Children’s librarian and professional storyteller Nancy Stewart Lenz uses her mother’s tales of growing up in Montana’s Bitterroot Valley to create this story.
About the author
Much of Sticks and Stones came from my mother’s stories. She left Montana for California at the age of 15. She arrived in Los Angeles in the roaring 20’s. With barely a high school education she moved from job to job, then married a city boy from Chicago. I grew up listening to stories about her childhood adventures. As an only child, I was protected from venturing far from home. Instead of adventures, I had the “advantages” of piano lessons, ballet lessons and even elocution lessons. My adventures came secondhand from Mother’s stories of Montana. Twice we traveled back to Stevensville by train. When I was 18 the two of us took turns driving to Montana with my 6-year-old and 12-year-old cousins in the back seat. In Montana we found Mom’s brother living 5 miles outside of town raising chickens on a ranch with an outhouse on the hill and Kootenai Creek nearby. It was either fresh trout or fried chicken for dinner.

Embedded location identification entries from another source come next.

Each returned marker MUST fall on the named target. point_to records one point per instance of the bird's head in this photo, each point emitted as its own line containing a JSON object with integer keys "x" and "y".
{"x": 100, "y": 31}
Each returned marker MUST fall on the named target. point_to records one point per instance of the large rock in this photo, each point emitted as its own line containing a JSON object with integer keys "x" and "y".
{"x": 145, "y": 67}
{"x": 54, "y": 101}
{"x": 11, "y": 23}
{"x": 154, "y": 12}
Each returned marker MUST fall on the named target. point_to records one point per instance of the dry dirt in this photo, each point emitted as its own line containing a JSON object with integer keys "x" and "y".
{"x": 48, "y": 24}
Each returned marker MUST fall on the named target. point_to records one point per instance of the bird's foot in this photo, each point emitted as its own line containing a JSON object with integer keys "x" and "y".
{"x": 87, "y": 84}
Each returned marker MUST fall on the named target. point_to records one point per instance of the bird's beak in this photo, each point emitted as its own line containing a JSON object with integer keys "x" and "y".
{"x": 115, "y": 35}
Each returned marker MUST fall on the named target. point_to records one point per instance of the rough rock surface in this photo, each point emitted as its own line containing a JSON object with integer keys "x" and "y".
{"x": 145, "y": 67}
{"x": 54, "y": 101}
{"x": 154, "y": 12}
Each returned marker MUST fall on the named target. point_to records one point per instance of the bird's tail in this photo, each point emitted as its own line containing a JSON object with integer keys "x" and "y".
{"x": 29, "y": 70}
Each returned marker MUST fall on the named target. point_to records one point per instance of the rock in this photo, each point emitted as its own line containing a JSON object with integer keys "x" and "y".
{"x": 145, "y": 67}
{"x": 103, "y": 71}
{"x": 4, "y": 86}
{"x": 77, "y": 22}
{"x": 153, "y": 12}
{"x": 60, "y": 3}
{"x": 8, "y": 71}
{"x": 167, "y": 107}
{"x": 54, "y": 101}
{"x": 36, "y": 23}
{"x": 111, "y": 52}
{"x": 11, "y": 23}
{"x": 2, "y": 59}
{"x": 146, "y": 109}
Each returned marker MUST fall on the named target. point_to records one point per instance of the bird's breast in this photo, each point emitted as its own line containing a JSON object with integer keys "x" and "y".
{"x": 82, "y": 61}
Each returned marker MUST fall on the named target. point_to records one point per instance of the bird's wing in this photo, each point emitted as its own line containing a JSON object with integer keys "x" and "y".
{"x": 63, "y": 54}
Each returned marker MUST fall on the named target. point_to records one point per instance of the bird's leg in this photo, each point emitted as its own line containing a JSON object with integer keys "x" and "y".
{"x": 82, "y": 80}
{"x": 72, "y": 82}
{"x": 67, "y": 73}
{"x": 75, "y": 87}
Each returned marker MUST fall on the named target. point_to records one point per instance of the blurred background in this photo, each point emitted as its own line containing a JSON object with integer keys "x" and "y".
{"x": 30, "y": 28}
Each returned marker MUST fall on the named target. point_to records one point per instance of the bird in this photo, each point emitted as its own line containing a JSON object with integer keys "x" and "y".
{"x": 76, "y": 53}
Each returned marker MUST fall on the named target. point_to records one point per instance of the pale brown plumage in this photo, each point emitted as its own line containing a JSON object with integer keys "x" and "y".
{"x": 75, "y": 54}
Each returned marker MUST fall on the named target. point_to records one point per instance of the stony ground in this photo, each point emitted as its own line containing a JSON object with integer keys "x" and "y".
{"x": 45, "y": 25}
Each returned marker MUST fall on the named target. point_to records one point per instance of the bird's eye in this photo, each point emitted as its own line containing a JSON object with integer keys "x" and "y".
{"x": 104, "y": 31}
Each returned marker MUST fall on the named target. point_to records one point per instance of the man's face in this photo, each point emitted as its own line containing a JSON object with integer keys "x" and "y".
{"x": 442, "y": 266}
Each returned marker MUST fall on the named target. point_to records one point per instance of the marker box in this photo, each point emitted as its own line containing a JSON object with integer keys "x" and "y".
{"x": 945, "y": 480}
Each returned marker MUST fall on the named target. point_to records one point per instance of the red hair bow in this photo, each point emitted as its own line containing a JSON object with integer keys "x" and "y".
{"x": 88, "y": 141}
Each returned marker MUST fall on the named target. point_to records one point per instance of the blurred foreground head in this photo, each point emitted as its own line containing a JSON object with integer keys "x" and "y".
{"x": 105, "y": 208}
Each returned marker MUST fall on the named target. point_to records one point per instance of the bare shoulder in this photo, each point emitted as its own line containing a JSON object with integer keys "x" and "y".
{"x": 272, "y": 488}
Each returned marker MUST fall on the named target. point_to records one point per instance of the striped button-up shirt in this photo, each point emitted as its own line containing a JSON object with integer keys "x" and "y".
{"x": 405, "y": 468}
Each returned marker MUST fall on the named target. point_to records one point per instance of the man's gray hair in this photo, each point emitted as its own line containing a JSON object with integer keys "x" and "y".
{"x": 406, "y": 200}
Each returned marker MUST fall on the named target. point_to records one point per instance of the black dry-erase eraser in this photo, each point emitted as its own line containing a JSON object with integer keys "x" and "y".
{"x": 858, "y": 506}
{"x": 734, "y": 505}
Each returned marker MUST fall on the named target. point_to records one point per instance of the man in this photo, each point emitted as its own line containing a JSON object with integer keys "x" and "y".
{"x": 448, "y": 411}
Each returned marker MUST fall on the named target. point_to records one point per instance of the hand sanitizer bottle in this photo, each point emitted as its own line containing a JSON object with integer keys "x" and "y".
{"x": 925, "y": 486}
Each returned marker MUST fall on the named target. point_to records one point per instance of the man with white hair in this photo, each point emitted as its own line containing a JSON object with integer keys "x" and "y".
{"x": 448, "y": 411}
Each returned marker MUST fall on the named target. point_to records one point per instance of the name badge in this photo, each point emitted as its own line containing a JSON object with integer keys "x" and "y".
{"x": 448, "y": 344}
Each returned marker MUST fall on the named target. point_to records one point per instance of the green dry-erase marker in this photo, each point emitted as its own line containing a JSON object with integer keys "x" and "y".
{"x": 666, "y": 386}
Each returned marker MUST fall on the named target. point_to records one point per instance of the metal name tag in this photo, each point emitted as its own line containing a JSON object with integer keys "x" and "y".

Years ago I was living in Berkeley working as a librarian at Head-Royce School when I started this book. There, library story time was often not reading but telling fables and fairy tales. I got together with a group of librarians and storytellers to produce the first Bay Area Storytelling Festival. We hired well known storytellers who told regularly at the annual National Storytelling Festival in Jonesborough, Tennessee. In my Berkeley home I hosted Donald Davies, who said he told true stories that may or may not have happened. Some of my mother’s stories may or may not have happened.
Now I live in Santa Cruz where I have done storytelling as a volunteer at UCSC’s Seymour Marine Discovery Center and the Santa Cruz Museum of Natural History. A year of sheltering-in-place because of COVID-19 gave me the time and space to complete this book.
My mother’s stories are meant to be a window looking into the past. Now, look through your windows and tell me a story.